At a separate fringe event hosted by Labour List, Streeting emphatically argued against pulling the “immigration lever” to solve the NHS’ workforce issues. However, given the length of time it takes to train a health professional in any discipline, it remains to be seen whether the plan to pay extra for healthcare workers’ overtime will have a large enough and quick enough impact on waiting times to satisfy the electorate.
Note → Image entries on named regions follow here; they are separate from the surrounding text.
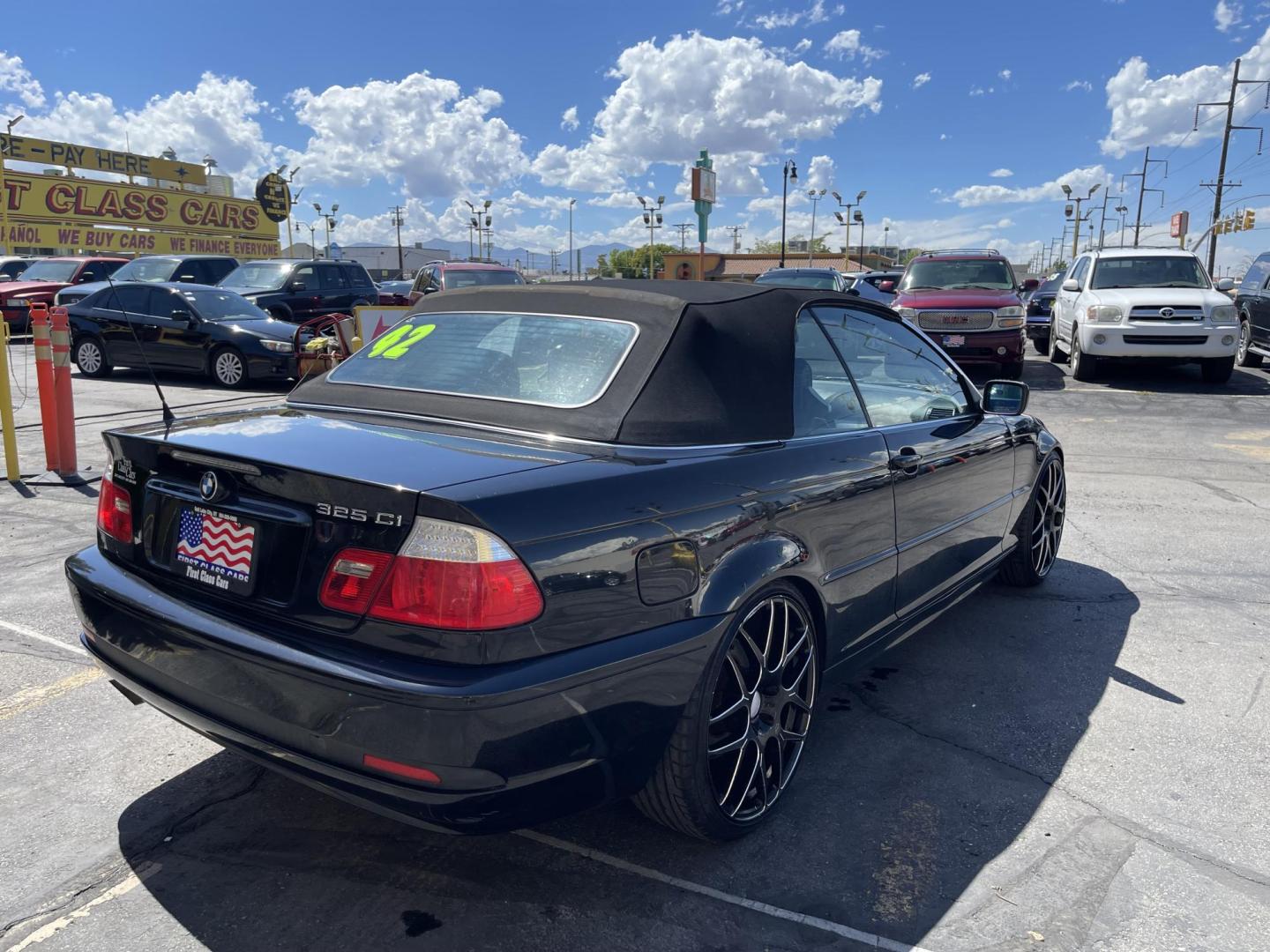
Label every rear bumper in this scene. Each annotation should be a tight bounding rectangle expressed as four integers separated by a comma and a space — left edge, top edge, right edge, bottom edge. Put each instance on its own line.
66, 548, 729, 833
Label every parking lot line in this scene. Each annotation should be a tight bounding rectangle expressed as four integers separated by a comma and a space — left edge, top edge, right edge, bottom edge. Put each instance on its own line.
0, 621, 87, 655
515, 830, 931, 952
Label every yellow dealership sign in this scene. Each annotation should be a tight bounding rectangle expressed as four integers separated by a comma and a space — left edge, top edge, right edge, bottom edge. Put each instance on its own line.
0, 133, 207, 185
0, 219, 280, 260
3, 171, 278, 242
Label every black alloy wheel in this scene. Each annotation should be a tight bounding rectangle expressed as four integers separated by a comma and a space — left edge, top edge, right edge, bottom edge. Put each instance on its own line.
635, 584, 819, 840
1001, 455, 1067, 586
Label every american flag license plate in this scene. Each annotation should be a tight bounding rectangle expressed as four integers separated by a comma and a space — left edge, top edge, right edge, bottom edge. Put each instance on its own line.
176, 505, 257, 595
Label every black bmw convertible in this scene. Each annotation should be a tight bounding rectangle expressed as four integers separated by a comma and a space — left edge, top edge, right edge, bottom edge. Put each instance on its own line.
66, 282, 1065, 839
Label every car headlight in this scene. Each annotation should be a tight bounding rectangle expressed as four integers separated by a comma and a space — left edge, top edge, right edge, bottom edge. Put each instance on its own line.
1209, 305, 1239, 325
1085, 305, 1124, 324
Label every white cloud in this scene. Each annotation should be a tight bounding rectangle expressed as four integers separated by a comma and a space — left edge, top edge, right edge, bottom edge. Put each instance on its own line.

There’s also the small matter of cost. In her speech, Shadow Chancellor Rachel Reeves promised “ironclad” fiscal discipline. The few spending pledges on health revolve around abolishing the non-dom tax status. Research from Warwick University predicts this would raise around £3.2 billion per year to the exchequer; a small sum in the grand scheme of the NHS’ £168.8 billion budget. Without much money to go around, it’s clear that for Labour the question remains how the money is spent, rather than simply a case of how much.

So, how could money be spent better on health?
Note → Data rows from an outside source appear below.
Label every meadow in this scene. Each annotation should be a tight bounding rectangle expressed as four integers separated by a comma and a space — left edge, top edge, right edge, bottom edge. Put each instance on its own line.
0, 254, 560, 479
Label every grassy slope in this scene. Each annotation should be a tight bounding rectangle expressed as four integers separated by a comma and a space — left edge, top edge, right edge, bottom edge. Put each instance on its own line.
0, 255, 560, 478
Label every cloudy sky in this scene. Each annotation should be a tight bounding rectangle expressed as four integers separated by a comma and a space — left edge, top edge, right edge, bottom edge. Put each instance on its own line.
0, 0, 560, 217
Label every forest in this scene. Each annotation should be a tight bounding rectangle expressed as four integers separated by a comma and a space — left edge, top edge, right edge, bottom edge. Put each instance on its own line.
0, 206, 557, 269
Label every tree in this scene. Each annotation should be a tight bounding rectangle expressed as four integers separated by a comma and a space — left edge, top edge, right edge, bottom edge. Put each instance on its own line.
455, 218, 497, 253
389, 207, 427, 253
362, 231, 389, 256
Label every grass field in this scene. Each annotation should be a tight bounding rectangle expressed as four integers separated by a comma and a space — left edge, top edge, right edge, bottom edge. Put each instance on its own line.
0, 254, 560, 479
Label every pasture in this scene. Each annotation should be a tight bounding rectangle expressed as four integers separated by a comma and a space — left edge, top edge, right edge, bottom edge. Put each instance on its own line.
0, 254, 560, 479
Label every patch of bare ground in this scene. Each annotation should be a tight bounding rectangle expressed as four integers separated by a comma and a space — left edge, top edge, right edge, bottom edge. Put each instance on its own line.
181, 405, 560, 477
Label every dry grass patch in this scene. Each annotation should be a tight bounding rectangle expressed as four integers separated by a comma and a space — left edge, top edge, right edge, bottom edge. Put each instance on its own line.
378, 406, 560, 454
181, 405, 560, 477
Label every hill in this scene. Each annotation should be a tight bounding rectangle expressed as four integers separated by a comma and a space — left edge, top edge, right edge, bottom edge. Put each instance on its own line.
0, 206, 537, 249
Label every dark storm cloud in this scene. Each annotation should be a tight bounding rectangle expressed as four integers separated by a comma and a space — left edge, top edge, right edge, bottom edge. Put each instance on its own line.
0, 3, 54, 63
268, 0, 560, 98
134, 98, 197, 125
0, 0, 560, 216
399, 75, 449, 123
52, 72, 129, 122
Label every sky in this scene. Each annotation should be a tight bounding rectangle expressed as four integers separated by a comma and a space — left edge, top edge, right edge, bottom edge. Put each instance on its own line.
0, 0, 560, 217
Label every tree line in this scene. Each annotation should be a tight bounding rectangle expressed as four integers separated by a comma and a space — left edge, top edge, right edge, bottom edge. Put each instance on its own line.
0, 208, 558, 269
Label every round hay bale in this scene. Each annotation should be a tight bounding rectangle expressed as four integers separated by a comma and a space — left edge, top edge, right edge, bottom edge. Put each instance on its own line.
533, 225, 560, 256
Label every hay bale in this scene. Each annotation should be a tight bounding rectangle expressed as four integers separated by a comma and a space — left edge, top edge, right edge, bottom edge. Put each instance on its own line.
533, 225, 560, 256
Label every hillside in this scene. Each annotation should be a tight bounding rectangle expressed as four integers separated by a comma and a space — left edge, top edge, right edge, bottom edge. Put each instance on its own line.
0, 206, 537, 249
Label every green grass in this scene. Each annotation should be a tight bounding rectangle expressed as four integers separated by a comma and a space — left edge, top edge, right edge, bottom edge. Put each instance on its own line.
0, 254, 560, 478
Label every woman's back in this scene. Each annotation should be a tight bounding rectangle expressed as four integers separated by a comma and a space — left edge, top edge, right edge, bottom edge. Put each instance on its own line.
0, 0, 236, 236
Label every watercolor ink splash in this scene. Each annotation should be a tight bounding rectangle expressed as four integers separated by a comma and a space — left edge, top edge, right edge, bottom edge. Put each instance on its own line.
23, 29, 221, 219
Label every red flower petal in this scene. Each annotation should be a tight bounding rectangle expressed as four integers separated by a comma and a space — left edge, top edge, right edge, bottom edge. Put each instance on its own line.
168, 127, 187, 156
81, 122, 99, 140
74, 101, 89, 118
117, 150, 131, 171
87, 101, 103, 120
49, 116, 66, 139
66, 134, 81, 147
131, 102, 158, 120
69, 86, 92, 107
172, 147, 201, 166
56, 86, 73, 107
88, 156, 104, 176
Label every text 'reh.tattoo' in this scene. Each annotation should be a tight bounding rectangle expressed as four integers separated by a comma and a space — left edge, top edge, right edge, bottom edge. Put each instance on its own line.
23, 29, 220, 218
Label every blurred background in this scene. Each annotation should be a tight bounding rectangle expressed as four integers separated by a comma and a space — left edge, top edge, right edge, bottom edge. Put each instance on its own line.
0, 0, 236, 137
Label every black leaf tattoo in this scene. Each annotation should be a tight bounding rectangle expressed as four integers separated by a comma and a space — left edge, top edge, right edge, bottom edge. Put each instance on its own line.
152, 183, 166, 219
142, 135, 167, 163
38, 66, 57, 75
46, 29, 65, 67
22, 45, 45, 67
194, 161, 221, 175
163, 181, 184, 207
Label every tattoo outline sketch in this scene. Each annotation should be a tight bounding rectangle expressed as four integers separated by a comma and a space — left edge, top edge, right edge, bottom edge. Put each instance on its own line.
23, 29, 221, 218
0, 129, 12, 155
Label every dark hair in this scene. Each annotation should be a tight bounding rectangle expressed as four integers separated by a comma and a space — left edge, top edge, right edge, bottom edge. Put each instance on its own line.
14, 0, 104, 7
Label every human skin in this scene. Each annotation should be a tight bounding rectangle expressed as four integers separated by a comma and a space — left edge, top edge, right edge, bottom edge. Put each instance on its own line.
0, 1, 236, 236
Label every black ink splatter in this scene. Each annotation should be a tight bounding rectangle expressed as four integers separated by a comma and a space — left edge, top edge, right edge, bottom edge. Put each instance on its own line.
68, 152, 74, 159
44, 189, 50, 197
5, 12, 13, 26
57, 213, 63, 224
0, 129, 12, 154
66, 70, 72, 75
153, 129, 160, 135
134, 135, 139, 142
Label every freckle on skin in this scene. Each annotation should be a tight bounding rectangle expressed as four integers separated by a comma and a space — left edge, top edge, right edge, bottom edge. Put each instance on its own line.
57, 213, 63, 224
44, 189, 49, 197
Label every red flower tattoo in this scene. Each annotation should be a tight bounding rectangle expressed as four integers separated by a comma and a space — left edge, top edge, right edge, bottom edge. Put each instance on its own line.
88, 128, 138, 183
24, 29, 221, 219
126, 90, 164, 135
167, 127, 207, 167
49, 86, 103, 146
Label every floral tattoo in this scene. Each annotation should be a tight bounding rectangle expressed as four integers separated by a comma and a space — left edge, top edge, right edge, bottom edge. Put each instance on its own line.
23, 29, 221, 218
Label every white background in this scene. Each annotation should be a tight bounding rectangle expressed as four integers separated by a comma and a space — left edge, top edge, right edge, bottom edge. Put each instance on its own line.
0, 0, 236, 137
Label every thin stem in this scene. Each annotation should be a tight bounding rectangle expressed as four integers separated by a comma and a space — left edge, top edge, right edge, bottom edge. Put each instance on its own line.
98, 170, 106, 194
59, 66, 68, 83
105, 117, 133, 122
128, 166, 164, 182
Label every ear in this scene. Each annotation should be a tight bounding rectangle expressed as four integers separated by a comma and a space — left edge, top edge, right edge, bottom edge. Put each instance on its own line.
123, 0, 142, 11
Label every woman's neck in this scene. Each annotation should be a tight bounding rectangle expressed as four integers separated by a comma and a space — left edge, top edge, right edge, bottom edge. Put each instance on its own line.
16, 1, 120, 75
Streeting gave many clues as to where his priorities lie. A topic that came across during his conference speech is prevention – an issue that has been gaining traction among MPs of all parties. A pledge to double the number of diagnostic scanners through a ‘Fit for the Future’ fund was welcomed as a means to help provide the much-needed kit for to spot major conditions at an earlier stage.
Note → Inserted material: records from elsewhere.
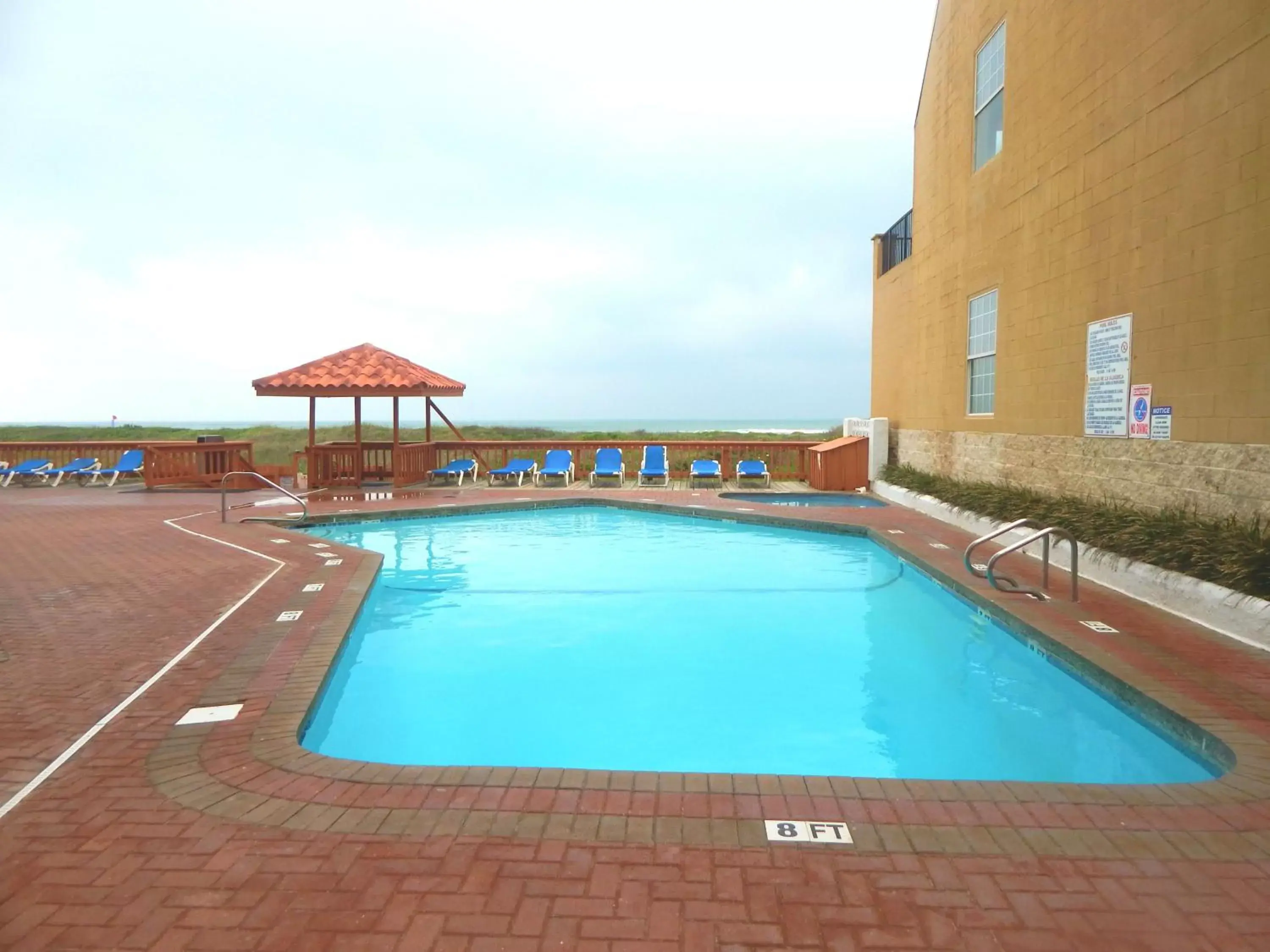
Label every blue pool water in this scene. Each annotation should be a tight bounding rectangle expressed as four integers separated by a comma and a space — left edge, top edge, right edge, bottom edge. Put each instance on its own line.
302, 506, 1213, 783
719, 493, 886, 509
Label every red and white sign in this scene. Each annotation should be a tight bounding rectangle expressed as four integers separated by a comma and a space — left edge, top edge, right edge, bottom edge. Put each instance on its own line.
1129, 383, 1151, 439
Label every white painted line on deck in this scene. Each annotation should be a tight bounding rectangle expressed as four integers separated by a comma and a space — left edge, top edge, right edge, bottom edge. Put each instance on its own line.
0, 510, 286, 819
177, 704, 243, 727
763, 820, 852, 847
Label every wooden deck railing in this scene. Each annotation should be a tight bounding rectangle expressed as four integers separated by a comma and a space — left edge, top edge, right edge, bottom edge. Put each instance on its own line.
392, 443, 437, 486
432, 439, 815, 480
142, 440, 254, 489
0, 439, 144, 467
0, 439, 253, 486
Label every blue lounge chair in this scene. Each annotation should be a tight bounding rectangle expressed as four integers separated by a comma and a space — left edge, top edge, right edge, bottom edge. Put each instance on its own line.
533, 449, 574, 486
0, 459, 53, 486
591, 448, 626, 486
88, 449, 146, 486
39, 456, 102, 486
635, 446, 671, 486
428, 459, 478, 486
485, 459, 538, 486
688, 459, 723, 489
737, 459, 772, 486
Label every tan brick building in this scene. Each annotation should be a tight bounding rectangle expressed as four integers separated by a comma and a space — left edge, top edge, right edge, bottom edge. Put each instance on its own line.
872, 0, 1270, 515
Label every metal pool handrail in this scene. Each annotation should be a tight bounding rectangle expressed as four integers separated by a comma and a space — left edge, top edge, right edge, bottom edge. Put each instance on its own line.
221, 470, 309, 522
984, 526, 1081, 602
961, 519, 1049, 586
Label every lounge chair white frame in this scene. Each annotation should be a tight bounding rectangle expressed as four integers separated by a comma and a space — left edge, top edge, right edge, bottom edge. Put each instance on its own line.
88, 454, 146, 489
0, 459, 53, 487
533, 451, 578, 486
485, 459, 538, 486
588, 447, 626, 489
44, 457, 102, 486
688, 459, 723, 489
737, 459, 772, 489
428, 459, 480, 486
635, 443, 671, 486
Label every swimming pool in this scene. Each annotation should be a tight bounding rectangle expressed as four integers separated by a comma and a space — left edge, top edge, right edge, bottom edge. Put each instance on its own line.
301, 505, 1214, 783
719, 493, 886, 509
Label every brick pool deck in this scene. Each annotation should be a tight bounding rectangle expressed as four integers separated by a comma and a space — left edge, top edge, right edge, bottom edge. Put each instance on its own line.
0, 486, 1270, 952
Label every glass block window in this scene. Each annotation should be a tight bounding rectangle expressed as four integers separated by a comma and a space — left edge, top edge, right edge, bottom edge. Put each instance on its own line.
974, 23, 1006, 169
966, 291, 997, 414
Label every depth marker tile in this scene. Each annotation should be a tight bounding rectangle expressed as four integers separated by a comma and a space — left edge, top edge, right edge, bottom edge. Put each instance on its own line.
177, 704, 243, 725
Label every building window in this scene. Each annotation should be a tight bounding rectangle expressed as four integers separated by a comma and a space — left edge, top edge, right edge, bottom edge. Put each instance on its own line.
974, 23, 1006, 169
965, 291, 997, 414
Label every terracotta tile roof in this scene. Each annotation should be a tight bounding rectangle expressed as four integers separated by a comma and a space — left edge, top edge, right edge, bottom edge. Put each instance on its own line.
251, 344, 466, 396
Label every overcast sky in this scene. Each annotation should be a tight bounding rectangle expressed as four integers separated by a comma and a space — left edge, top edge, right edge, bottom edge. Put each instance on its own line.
0, 0, 935, 421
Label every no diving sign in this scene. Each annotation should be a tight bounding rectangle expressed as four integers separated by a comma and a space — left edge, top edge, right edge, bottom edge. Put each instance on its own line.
763, 820, 851, 847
Another intriguing line in the speech was Streeting’s pledge to bring healthcare from “hospital to the community”. He argued passionately that primary care would be at the “heart of Labour’s plan for the NHS”, noting the plan to train thousands of additional GPs and cut red tape. While this is undoubtedly welcome, it will take significant time for the first cohort of GPs to begin seeing patients, and Labour could very well be back out of power by then.

Embarking on a programme of reform of the NHS will not be easy for Labour. Differently to the overarching, structural reforms perpetuated by previous Governments, Labour’s reforms would be a shift in emphasis. As Streeting himself said, the NHS should not be seen as a “sickness service” – where you only interact with it when you must. It should be seen as a “health service,” where your interactions are continuous in order to maintain good health through preventative and diagnostic services.

It is also understandable that the Party is seeking to keep its powder relatively dry on this subject – as many of the issues are both expensive and will take time implement. However, Streeting’s main point has certainly landed among many; we can’t keep doing health like this in the UK.